URL to the spec's repository

https://github.com/WICG/digital-identities/

Issue Tracker URL

No response

Explainer URL

No response

TAG Design Review URL

No response

Mozilla standards-positions issue URL

https://github.com/mozilla/standards-positions/issues/1003

WebKit Bugzilla URL

https://bugs.webkit.org/show_bug.cgi?id=268516

Radar URL

rdar://problem/122053716

Description

We've been working together for some time on this space, starting with WebKit's first proposal for an mdoc explainer, so I assume WebKit is supportive in some capacity. But we're getting close to doing an intent-to-prototype in Chromium and so I wanted to get WebKit's official standards position on the record. Thanks!

marcoscaceres commented 3 months ago

Um, I think you mean "WebKit's standards position on the record".

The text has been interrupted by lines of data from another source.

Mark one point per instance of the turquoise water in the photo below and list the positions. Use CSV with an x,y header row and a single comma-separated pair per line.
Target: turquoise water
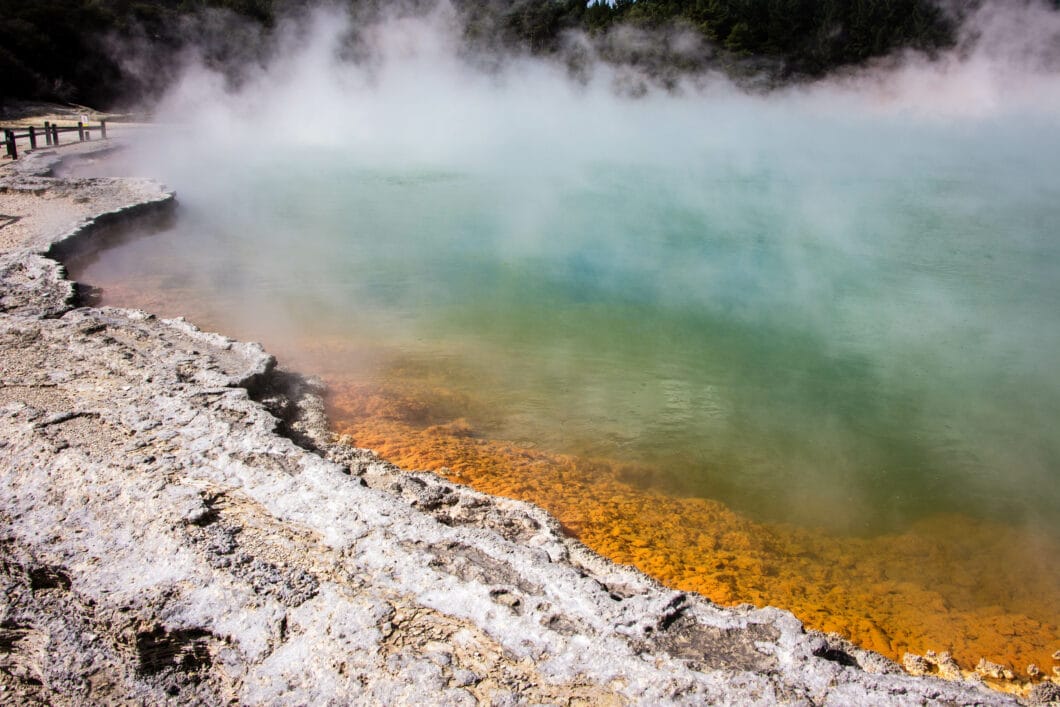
x,y
855,324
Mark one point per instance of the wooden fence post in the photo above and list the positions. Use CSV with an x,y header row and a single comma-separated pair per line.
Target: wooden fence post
x,y
12,147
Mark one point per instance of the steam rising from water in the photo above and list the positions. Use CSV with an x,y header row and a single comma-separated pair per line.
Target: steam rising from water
x,y
835,300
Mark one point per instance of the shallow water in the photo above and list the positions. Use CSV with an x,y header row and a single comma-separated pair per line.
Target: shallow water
x,y
825,377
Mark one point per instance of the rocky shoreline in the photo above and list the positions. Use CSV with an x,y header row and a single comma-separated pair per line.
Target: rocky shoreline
x,y
178,526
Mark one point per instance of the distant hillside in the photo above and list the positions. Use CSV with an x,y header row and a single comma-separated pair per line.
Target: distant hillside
x,y
106,52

But yes, I believe we (WebKit) are supportive of this effort for the reasons you mentioned:

Unless anyone objects, I'd like to mark this as supportive in a week or so.

RByers commented 3 months ago

Whoops, I'm sorry for the silly mistake. Yes of course, I'm only asking for WebKit's position 🙂. Corrected.

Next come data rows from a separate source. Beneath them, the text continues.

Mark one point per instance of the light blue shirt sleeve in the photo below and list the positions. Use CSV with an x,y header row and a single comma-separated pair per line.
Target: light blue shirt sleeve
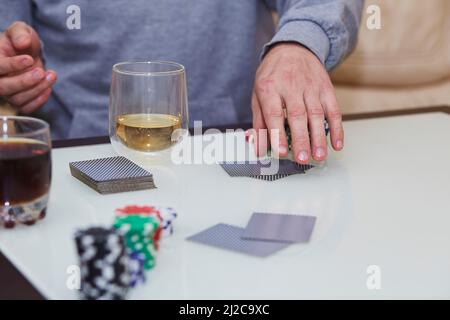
x,y
328,28
18,10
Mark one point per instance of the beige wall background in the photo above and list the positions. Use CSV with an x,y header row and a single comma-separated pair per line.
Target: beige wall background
x,y
403,65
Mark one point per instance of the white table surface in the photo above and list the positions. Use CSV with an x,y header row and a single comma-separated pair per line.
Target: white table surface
x,y
384,200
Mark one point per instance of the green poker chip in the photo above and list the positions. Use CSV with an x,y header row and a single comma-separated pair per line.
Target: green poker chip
x,y
138,232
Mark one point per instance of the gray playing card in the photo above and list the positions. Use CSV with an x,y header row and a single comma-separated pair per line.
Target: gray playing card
x,y
229,237
272,177
112,175
284,228
256,168
108,169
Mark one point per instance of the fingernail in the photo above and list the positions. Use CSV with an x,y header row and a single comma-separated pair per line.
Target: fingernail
x,y
49,77
302,156
320,153
38,74
282,150
26,62
19,39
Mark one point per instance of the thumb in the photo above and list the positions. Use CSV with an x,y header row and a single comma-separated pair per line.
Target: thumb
x,y
24,39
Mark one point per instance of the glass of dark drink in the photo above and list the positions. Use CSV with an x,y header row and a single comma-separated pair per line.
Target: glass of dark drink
x,y
25,170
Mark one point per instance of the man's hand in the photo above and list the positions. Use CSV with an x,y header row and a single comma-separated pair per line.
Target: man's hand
x,y
291,77
23,81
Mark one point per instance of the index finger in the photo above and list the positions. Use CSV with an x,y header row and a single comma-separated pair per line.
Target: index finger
x,y
14,64
272,108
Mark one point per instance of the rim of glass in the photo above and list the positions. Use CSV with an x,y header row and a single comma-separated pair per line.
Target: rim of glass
x,y
179,70
45,126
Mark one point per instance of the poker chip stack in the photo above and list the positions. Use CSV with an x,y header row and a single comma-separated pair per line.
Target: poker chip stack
x,y
103,264
165,216
139,232
113,260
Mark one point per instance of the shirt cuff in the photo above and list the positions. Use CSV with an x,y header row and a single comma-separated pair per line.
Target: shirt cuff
x,y
305,32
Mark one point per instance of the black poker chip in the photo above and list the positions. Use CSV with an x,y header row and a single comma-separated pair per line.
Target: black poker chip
x,y
103,264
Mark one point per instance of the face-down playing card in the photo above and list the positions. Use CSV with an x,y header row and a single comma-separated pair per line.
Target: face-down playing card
x,y
274,167
230,237
283,228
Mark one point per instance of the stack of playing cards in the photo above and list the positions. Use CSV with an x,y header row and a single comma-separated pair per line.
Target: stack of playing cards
x,y
266,233
270,170
112,175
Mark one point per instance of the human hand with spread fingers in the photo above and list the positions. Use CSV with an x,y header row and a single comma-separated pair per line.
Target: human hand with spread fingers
x,y
291,81
24,82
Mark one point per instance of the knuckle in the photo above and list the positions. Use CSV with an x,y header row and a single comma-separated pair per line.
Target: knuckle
x,y
15,101
288,76
296,113
302,140
264,84
334,114
315,112
276,113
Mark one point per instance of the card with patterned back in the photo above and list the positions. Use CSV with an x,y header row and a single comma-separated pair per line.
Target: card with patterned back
x,y
279,227
229,237
112,175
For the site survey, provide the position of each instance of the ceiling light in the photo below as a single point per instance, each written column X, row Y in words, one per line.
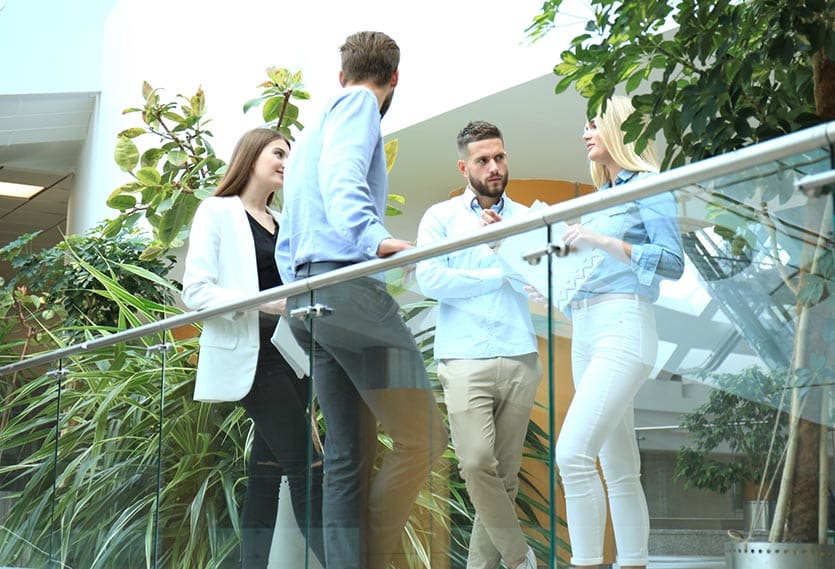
column 24, row 191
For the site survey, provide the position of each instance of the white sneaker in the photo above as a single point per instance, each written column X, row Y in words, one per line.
column 530, row 560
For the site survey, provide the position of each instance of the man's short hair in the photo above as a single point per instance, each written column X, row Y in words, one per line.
column 475, row 131
column 370, row 56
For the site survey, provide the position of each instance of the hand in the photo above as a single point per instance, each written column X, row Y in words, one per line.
column 390, row 246
column 579, row 237
column 489, row 216
column 278, row 307
column 534, row 295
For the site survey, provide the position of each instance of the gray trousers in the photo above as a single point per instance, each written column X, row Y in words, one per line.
column 367, row 368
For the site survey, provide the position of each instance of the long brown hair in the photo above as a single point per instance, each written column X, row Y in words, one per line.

marcoscaceres commented 3 months ago

Although we are supportive, it's not without concerns - which I believe are broadly shared by the standards and wider community.

Annoyance

If Verifiers too liberally grant sites the ability to request credentials, this API could become annoying to users as they will be constantly asked "paper's please?" (e.g., a drivers license) where autofill could have sufficed, or worse, where passing high-value credentials would normally be unnecessary.

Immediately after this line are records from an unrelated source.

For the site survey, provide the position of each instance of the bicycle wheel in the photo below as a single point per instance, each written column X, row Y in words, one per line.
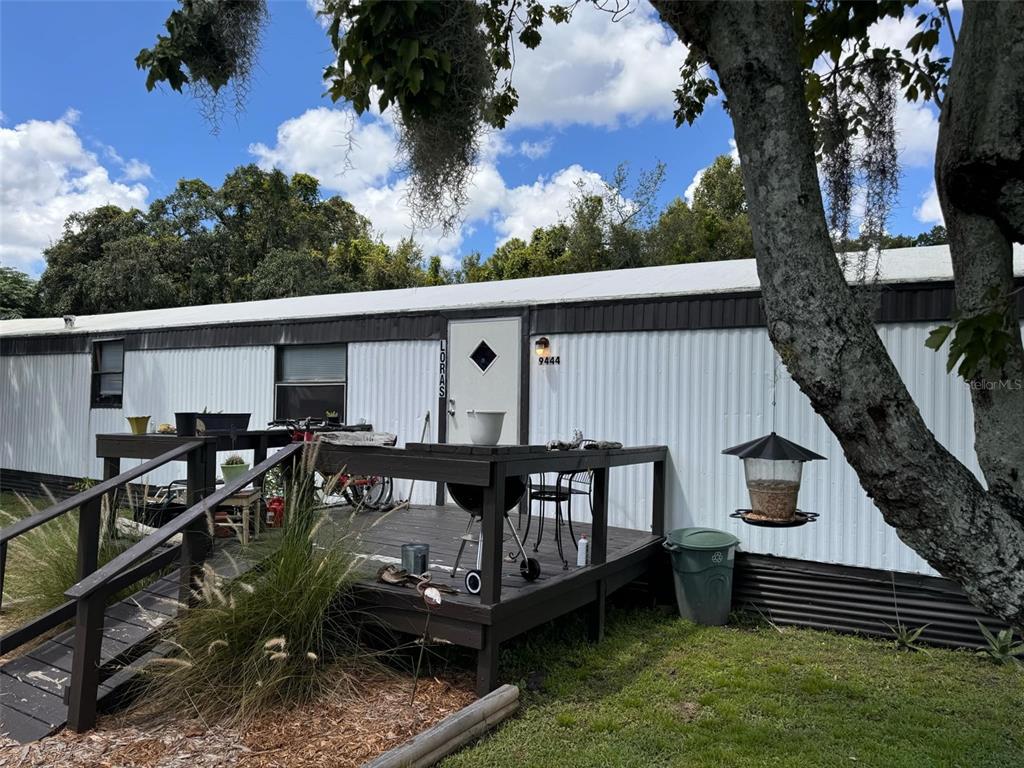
column 330, row 491
column 378, row 492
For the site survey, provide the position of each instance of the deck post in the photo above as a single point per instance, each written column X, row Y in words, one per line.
column 85, row 663
column 486, row 664
column 599, row 530
column 88, row 537
column 657, row 500
column 3, row 567
column 595, row 622
column 202, row 480
column 492, row 530
column 112, row 468
column 259, row 456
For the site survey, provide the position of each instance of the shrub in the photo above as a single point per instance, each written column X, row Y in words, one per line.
column 278, row 635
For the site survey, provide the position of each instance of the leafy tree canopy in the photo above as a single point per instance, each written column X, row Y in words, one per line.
column 262, row 236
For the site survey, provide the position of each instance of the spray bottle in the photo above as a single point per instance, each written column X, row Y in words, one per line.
column 583, row 550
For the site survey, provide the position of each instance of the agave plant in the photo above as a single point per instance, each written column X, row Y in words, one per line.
column 1001, row 646
column 905, row 637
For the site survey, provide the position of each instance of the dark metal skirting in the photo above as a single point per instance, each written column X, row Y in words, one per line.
column 842, row 598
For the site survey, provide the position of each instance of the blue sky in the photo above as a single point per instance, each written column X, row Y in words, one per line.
column 79, row 128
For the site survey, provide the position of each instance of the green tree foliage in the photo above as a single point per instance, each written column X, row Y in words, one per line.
column 18, row 294
column 263, row 236
column 260, row 235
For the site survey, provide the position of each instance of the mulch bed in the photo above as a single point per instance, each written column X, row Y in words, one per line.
column 329, row 733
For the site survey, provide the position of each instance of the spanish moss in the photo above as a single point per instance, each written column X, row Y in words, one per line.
column 441, row 147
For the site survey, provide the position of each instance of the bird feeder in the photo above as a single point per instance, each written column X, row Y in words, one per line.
column 772, row 467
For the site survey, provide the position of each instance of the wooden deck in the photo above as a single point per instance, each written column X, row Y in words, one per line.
column 33, row 685
column 464, row 619
column 88, row 663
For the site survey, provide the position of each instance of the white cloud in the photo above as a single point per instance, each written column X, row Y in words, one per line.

Further, although issuance is out of scope, issuance could become either an annoyance, or worse (a deliberate) burden to users, where Verifiers abuse their power. For example, having to physically go to a government agency to request a digital credential.

Interoperability

If the spec doesn't nail down the request format(s), there is a real risk of interop issues with either badly designed request formats, or overly specific or proprietary request formats needing to be supported by wallets or platforms.

The bar should be set fairly high for what formats the API supports.

Security

Following on from the above, passing arbitrary request content to wallets or the OS should be considered a non-starter. The community should work towards very well specified requests and response data structures for the API.

Privacy

This API has the potential to pull high-value government-issued certified credentials (drivers licenses, passports, etc.) from the browser - so the upmost care needs to be taken that credentials are never passed to unintended parties.

There is also making sure that each party involved cannot collude to reveal who is using what credential for what purpose (e.g., government shouldn't know which person purchased an age restricted item or accessed an age restricted website, although the credential may be required to purchase or access a particular service).

Venue

On parallel to incubation, the spec needs to find a home at the W3C somewhere.

RByers commented 3 months ago

Thanks Marcos. Perhaps it's worth noting that we (Chrome team) share almost all of those concerns.

The one place I think we disagree is around security. We believe that without the flexibility to control the format, issuers and wallets will just continue to rely on sending arbitrary data through other (less secure) means like custom schemes and/or their own network connection (eg. it's common for bank apps in Europe to just get a push notification initiated by a checkout flow on a web page). So we see this API more like the Web Share API as an API specifically for communicating arbitrary data to native apps in a way the user and user agent can at least reason about somewhat. While we consider the request to be "arbitrary", we do plan to tailor our security and privacy mitigations based on the contents of the request (not something we can do with the alternative when the request is flowing out-of-band).

Anyway, we should keep having this debate in the WICG group. I just wanted to note here for the record that it's an outstanding point of disagreement.

marcoscaceres commented 2 months ago

Update on Venue: https://github.com/w3c/strategy/issues/450

We also made strides on the OpenID / request format.

marcoscaceres commented 1 month ago

Recording that Mozilla's position is up - currently "negative".